Lectorat vieillissant
«Certes, la presse française partait de beaucoup plus bas que l'Allemagne ou la Grande-Bretagne», dit Bernard Poulet. C'est pourquoi tous les indicateurs sont au rouge: en 40 ans, le pourcentage des plus de 15 ans lisant un quotidien en France est passé de 59 à 34%. Et 44% des lecteurs actuels ont plus de 50 ans. Depuis 1974, la diffusion «payante» est passée de 3,8 millions d'exemplaires à 1,9 million. Et le titre quotidien le plus lu est désormais un gratuit 20 minutes avec plus de 2,6 millions de lecteurs. Mais même aux États-Unis, le déclin est spectaculaire: en un demi-siècle, le nombre d'exemplaires payants est passé de 353 pour 1000 habitants à 183. L'âge moyen du lecteur: 55 ans.
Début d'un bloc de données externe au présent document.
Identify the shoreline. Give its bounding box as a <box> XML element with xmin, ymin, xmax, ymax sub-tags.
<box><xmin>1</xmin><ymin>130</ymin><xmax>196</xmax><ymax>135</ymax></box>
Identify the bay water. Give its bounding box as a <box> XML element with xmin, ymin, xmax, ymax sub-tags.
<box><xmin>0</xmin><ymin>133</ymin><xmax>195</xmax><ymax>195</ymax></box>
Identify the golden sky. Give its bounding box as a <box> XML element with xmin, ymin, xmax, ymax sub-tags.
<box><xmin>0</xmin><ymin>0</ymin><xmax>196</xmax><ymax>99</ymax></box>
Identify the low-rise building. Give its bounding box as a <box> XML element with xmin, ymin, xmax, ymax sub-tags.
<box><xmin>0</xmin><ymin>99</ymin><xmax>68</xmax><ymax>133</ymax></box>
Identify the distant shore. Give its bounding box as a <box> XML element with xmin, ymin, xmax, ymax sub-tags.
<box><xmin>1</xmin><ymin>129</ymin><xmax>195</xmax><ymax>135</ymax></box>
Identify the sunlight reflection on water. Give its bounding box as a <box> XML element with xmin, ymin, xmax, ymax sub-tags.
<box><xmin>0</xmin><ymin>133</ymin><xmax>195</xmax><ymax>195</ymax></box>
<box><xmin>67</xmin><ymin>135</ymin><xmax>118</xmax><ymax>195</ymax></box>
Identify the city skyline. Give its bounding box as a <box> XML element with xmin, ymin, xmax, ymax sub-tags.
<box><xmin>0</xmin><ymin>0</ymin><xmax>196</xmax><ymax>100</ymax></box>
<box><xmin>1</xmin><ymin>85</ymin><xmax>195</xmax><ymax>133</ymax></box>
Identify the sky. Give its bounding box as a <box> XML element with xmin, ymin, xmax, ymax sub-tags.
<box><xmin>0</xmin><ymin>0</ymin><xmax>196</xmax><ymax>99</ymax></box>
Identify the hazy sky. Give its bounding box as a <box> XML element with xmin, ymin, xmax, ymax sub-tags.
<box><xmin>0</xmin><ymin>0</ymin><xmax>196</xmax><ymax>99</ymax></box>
Un expert, Vin Crosbie, estimait en septembre 2008 que «plus de la moitié des 1439quotidiens américains n'existeront plus dans 10 ans, que ce soit sur le papier, sur le web ou en e-paper». Selon Bernard Poulet, «il y a une idéologie internet, qui privilégie l'information gratuite et spontanée, véhiculée par d'innombrables sites et les internautes. Mais c'est une information constituée d'opinions et de rumeurs, rarement de véritable recherche. La véritable information ne peut se passer de véritables rédactions, avec de vrais moyens. Et ça, ça ne peut pas être gratuit.»
Bernard Poulet, La fin des journaux et l'avenir de l'information, 217 pages, Gallimard 2009.